There are, however, other approaches to dispute resolution, such as Mediation, that are more like the Collaborative Law approach but with some key differences. Mediation as a form of dispute resolutions can easily be confused with Collaborative Law since both are touted as a way to resolve disputes in a more peaceful and cooperative way.
What is Mediation?
Mediation is an alternative dispute resolution process that is often used during the course of active litigation in a final effort to resolve the dispute prior to trial. In Mediation, a neutral third party is agreed upon by the parties & their attorneys to help reach agreement on the issues or claims that are the basis for the underlying lawsuit. The mediator helps identify the problems to be addressed, and acts as a go between or peacemaker between the parties and their attorneys who are advocates for their clients and their respective positions.

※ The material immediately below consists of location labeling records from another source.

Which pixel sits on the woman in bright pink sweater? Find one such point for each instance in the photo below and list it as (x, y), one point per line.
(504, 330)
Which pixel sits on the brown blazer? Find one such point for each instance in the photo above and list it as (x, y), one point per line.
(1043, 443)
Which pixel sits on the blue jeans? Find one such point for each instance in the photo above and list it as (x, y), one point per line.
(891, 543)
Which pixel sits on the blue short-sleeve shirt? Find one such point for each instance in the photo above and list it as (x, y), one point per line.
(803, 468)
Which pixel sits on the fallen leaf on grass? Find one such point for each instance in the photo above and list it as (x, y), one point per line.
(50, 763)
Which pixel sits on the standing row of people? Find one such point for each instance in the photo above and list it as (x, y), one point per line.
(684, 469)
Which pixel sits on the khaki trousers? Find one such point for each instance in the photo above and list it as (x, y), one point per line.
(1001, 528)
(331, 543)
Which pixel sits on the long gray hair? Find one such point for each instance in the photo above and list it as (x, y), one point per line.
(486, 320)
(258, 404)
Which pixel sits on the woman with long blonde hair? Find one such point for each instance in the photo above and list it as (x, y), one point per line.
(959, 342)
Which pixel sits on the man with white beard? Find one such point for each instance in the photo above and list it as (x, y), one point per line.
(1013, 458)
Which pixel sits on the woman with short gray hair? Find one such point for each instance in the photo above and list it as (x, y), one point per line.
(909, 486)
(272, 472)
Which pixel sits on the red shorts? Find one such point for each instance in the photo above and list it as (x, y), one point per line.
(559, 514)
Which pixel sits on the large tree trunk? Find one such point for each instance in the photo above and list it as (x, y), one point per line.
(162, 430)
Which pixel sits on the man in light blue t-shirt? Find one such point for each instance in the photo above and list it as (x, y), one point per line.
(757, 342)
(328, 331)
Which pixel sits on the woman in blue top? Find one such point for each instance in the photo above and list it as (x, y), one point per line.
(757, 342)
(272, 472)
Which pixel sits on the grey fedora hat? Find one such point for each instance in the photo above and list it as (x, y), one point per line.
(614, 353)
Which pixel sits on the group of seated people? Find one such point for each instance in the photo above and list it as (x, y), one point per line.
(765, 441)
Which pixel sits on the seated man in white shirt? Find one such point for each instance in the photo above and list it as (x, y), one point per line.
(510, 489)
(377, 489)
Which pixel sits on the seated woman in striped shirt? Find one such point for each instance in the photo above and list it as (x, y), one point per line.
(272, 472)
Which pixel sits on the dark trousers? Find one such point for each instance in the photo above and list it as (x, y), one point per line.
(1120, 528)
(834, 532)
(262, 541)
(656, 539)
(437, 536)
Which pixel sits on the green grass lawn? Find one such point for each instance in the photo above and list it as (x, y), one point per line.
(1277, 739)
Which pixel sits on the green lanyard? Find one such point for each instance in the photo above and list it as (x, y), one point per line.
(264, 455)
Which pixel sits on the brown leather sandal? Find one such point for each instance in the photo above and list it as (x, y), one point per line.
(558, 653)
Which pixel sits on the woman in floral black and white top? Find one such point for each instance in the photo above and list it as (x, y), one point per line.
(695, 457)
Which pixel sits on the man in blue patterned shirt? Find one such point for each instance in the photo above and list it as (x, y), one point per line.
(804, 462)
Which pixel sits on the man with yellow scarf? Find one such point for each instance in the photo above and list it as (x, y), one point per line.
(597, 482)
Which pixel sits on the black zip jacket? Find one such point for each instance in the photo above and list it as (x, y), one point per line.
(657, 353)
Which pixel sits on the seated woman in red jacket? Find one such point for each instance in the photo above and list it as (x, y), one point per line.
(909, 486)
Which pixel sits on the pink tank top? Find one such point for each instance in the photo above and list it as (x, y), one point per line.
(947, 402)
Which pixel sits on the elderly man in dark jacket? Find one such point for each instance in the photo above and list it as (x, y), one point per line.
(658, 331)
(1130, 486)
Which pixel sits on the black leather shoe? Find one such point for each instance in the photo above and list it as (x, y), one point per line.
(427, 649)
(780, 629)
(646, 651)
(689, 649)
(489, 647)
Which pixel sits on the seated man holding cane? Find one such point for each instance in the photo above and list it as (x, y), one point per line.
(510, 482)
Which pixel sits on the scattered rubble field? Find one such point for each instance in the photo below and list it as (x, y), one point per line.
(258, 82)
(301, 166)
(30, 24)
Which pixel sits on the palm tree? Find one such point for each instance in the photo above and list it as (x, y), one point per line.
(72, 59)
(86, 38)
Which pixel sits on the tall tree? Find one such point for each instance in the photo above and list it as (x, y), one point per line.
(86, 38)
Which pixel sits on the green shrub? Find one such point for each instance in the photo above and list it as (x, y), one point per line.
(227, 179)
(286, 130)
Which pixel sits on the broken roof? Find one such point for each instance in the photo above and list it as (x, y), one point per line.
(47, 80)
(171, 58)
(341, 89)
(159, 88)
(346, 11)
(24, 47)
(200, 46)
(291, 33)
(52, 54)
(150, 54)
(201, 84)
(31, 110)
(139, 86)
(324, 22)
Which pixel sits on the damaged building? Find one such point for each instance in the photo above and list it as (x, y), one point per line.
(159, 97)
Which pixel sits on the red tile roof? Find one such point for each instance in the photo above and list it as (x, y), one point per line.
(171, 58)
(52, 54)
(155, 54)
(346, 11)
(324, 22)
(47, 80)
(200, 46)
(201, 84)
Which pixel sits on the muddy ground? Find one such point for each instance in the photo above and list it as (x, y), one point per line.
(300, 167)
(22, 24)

What is Collaborative Law?
In contrast, the Collaborative Law process starts by the parties entering into a contract that eliminates the ability for the parties to file a lawsuit. Thereafter, if the parties and their counsel utilize the services of a mediator to reach a mutual agreement, then it is in a forum where each party has an attorney trained in the Collaborative Law process working to obtain the best overall outcome that meets the parties’ respective needs and interests, instead of advocating for an outcome that supports their client’s position. In Collaborative Law, attorneys participate in a series of meetings with their clients and involve mutually agreed upon joint experts or professionals such as CPAs or other financial experts, mental health specialists, and therapists, and sometimes a mediator to assist in overcoming any stubborn sticking points standing in the way of reaching a final mutual agreement.
Both approaches can save parties time, money and help preserve relationships compared to courtroom litigation. Which approach to use depends on whether litigation has already been filed, and the ability of the parties to actively participate in obtaining a mutual agreement, as opposed to only advocating for a position.